20      The State responds that Kopsi got the benefit of his bargain; that is, an opportunity to avoid conviction if he complied with the diversion agreement.  Perhaps, but that bargain was born of a Hobson’s choice:  waive your right to counsel or no deal.  We note that the plea agreement negotiation occurred while Kopsi’s request for counsel was pending.  We cannot accept such a waiver as voluntary, particularly in the absence of any record of a proper in-court colloquy.  In short, the record does not show that Kopsi intentionally relinquished his right to counsel.  See Milas, 214 Wis. 2d at 9. 
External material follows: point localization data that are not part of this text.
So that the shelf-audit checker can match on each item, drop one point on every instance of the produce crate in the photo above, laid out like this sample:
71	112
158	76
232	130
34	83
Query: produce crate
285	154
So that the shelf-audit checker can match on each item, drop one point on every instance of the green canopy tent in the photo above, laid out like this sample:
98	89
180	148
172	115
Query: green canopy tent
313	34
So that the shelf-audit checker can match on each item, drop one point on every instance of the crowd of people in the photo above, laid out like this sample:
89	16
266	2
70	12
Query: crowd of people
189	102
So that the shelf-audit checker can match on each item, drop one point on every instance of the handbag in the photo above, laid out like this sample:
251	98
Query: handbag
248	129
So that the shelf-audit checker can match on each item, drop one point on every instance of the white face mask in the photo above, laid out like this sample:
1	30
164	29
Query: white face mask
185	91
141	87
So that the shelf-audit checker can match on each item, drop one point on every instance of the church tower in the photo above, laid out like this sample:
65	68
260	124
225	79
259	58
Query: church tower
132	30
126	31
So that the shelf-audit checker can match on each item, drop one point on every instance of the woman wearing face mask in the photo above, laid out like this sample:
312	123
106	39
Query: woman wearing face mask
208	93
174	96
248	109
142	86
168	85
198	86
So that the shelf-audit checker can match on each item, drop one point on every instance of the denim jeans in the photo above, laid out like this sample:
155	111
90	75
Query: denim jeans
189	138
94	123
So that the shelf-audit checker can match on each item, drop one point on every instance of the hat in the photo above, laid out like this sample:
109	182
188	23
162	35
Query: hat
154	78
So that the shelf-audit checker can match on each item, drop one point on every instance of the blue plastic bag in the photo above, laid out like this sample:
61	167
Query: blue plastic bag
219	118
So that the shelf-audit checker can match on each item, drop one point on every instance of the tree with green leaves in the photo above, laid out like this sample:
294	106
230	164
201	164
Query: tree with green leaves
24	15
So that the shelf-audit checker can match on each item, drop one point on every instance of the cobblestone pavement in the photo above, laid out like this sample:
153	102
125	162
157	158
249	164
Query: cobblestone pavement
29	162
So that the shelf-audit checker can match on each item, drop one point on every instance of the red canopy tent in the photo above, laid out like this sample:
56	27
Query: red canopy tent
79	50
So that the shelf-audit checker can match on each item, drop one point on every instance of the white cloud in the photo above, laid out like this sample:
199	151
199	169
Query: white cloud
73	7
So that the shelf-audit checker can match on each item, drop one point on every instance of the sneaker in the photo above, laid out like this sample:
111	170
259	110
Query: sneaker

21      The State asks that, in the event we conclude the circuit court’s acceptance of Kopsi’s waiver was unreasonable, we remand for a nunc pro tunc indigence determination.  If further judicial inquiry confirms that Kopsi knowingly, intelligently and voluntarily waived his right to counsel and was competent to proceed pro se, the State argues, he would not be entitled to withdraw his plea.  We decline to remand for a nunc pro tunc determination.  All that led up to Kopsi’s plea was tainted by the potentially unconstitutional deprivation of counsel.  Further, sufficient facts of record persuade us that Kopsi may demonstrate a level of indigence that would support his eligibility for appointed counsel.  His assets are gems, which must be liquidated (sold on eBay per his practice) to pay an attorney and the value of which may range between $3,000 and $20,000; his doctor testified that finding other employment was unlikely due to Kopsi’s health problems; his monthly expenses include a mortgage payment, an auto loan, and child support; his income disclosure includes his fiancé’s monthly public assistance stipend of $600 and food stamps. 
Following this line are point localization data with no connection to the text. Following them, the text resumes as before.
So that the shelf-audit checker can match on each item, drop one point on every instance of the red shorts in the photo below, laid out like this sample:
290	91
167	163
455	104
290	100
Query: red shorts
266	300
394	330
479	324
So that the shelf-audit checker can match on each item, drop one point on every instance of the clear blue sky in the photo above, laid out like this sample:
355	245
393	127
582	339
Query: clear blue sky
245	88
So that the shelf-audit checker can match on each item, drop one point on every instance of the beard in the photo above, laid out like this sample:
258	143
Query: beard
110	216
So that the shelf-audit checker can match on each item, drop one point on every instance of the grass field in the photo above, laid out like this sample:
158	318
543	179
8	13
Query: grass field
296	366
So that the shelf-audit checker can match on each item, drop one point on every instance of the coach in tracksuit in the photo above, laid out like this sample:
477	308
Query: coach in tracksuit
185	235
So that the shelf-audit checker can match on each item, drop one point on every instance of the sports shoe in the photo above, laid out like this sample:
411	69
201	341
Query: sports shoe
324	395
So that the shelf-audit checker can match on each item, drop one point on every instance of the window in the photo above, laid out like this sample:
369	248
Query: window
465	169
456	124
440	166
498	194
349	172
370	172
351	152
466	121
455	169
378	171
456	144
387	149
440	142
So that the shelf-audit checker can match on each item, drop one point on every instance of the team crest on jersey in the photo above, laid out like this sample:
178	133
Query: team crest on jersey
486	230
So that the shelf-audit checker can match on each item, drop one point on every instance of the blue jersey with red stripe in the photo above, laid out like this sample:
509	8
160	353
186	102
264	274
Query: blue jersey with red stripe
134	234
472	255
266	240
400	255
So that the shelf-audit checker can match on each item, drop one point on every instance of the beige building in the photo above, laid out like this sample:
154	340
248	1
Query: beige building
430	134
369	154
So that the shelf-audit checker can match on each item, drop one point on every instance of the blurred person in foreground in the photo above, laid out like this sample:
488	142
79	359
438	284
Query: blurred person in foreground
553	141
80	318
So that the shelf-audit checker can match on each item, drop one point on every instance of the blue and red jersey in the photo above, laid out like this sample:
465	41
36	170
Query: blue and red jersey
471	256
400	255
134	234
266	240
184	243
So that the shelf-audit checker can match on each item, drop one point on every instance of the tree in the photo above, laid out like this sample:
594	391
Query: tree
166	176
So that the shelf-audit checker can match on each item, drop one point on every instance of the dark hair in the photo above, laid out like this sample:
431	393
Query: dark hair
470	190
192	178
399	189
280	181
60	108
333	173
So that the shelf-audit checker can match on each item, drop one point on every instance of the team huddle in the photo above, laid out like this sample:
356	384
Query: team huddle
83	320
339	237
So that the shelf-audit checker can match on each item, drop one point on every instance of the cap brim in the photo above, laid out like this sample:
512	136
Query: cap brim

22      Kopsi raises additional issues stemming from the plea agreement, the plea taking, and the postconviction proceedings.  Because we reverse and remand for new proceedings, we need not reach the other issues presented.  See Barber v. Weber, 2006 WI App 88, ¶19, 292 Wis. 2d 426, 715 N.W.2d 683.

CONCLUSION

23      Kopsi had a constitutional right to counsel that was unreasonably denied by the circuit court.  The record lacks the required colloquy from which we might have determined that Kopsi’s express waiver of that right was knowingly, intelligently and voluntarily made and that he was competent to proceed pro se.  Furthermore, the record does contain several facts that would tend to support Kopsi’s right to court-appointed counsel.  Accordingly, we reverse the judgment and the order denying postconviction relief and remand for further proceedings, beginning with a hearing to determine whether Kopsi is eligible for appointed counsel. 

            By the Court.—Judgment and order reversed and cause remanded with directions.
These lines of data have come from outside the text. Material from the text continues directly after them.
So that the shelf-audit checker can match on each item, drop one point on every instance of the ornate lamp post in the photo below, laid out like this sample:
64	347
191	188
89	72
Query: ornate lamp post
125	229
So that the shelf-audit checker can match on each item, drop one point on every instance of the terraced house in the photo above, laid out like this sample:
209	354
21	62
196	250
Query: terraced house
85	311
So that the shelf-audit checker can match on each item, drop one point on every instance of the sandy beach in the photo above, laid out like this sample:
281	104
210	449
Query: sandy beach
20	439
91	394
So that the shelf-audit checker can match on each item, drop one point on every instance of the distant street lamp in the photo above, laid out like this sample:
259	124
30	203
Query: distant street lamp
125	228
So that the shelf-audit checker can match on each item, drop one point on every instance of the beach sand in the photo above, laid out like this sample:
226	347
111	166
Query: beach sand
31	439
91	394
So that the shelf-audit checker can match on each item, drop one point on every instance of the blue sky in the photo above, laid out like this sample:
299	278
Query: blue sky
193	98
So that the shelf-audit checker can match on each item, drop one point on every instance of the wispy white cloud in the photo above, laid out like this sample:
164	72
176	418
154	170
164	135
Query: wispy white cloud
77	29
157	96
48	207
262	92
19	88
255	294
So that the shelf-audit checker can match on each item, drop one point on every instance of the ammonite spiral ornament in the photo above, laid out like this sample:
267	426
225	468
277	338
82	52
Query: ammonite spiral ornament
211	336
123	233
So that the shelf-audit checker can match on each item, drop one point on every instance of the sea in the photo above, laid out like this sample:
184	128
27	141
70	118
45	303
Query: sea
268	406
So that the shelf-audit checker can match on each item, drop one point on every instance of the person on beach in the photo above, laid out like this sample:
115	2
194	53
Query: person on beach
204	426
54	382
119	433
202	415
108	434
                        Not recommended for publication in the official reports.

 

 

 

 

 

 

 

 

 

 

 

 

 


 



[1]  All references to the Wisconsin Statutes are to the 2005-06 version.

[2]  At his initial appearance, Kopsi stated that he had been in jail for thirty-five days.  The records obtained from the Green Lake County Sheriff’s Department and the Office of the Sheriff of Ontonagon County (where Kopsi resides) indicate that Kopsi was in custody from July 17 through August 30, 2006.  The date of his initial appearance would have been his twenty-second day of incarceration.